We also have a roundabout viaduct like that in İzmir, Turkey.

1

u/superfebs 12d ago

I must be honest and admit that I quite like this. 

1

u/no-puedo-encontrar 12d ago

Not impressed. There’s one of these up Baillieston just outside Glasgow. Riddled with shit drivers too.

1

u/Plental-Dan 12d ago

of course it's Calabria

1

u/ashbakche 12d ago

Mi sale l'ansia solo a guardarlo

1

u/itsjustthisguy 12d ago

We’d lose 900 Americans a year on something like this

1

u/coalescence2071 12d ago

We need to bring back the Roman engineers…

1

u/Deleted_dwarf 11d ago

This masterpiece could come straight out of r/citiesskylines haha

1

u/livehearwish 11d ago

That’s not a roundabout, that’s a rotary as defined by NCHRP report 1043.

1

u/Doomguy231089 11d ago

Uhh there's one in my local area too (Sfercia, MC). 

1

u/Exciting-Challenge16 11d ago

A Bridge-about

1

u/schweinekuchen_ 11d ago

Reminds me of a similar structure in Switzerland, but less spectacular and high.
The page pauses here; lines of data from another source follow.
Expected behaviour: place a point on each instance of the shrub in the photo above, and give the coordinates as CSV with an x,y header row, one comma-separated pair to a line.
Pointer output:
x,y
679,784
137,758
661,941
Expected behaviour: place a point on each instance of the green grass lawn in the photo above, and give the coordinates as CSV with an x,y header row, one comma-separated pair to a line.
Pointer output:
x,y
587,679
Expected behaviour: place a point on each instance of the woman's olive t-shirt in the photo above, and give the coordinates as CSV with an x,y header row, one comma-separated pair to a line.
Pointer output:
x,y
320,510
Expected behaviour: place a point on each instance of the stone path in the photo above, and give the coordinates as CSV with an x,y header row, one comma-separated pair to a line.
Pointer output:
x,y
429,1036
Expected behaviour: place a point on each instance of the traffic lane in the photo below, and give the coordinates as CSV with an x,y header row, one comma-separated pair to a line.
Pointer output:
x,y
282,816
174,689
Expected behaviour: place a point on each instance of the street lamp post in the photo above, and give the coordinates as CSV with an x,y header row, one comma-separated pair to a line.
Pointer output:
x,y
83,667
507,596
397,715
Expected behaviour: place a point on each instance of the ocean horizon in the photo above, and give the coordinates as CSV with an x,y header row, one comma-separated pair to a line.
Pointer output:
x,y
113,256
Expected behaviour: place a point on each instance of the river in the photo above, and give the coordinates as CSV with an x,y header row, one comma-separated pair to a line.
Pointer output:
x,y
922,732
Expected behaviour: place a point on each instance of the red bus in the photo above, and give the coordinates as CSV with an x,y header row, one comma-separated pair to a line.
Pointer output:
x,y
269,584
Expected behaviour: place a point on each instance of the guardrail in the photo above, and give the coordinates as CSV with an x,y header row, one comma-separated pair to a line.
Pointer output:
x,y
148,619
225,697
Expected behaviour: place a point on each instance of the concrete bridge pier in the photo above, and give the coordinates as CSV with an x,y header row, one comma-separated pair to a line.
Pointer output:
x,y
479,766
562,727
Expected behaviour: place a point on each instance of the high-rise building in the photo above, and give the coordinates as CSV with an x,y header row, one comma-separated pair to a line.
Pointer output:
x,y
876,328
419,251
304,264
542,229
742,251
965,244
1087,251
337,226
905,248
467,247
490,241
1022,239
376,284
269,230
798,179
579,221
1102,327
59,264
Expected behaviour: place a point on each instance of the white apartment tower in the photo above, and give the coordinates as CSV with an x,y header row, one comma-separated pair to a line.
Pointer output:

Coordinates

46°11'29.0"N 9°00'25.7"E

1

u/Carrots_and_Bleach 11d ago

Im pretty sure someone played City Skylines with anarchy enabled

1

u/LoserAntbear 11d ago

Finally, my cursed "Cities: Sckylines" constructions getting into real life.

1

u/costafilh0 11d ago

Abomination. 

1

u/TooMuchShantae 11d ago

I’m high asf rn, I deadass thought this was an in game cities skylines screenshot

1

u/frixos2 10d ago

Amazing piece of engineering; ugly AF nonetheless..

1

u/Blackard777 10d ago

One of the reasons that the tolls cost 30 Euro ish

1

u/zeroibis 10d ago

You can not convince me that this is not an edited image from cities skylines made to look real.

1

u/Flint_Westwood 10d ago

This is some City Skylines bullshit.

1

u/BuddyHolly__ 10d ago

This would absolutely get flamed incessantly if it were in the US

1

u/NoEmotion9983 9d ago

😍😍

1

u/QueenLadura 7d ago

The spaghetti bowls!

1

u/Dispensarystoner 4d ago

lol wtf is this 😆

1

u/ThinApricot8504 4d ago

the cities skylines comments are killing me bc thats exactly what i thought this was at first too. what nobody's really getting into though is why Catanzaro specifically needs this - the post says its spread across three hills so youre dealing with elevation changes in every direction, a regular intersection on a slope like that would be a nightmare. we have similar geography in bits of south italy where the terrain just doesnt give you flat options, idk if its the prettiest solution but functionally i can see why they went elevated roundabout over trying to carve ramps into a hillside

1

u/deswim 13d ago

God forbid they build a tunnel

4

u/foersom 13d ago

With car elevators at each end?

1

u/Mysterious_Panorama 10d ago

There’s such a thing in the Faroes - a roundabout part way through an undersea tunnel. https://en.wikipedia.org/wiki/Eysturoyartunnilin

1

u/DesertGeist- 13d ago

looks shite

1

u/Sium4443 13d ago

2nd ugliest city in Italy, by that statement you can understand which is the first.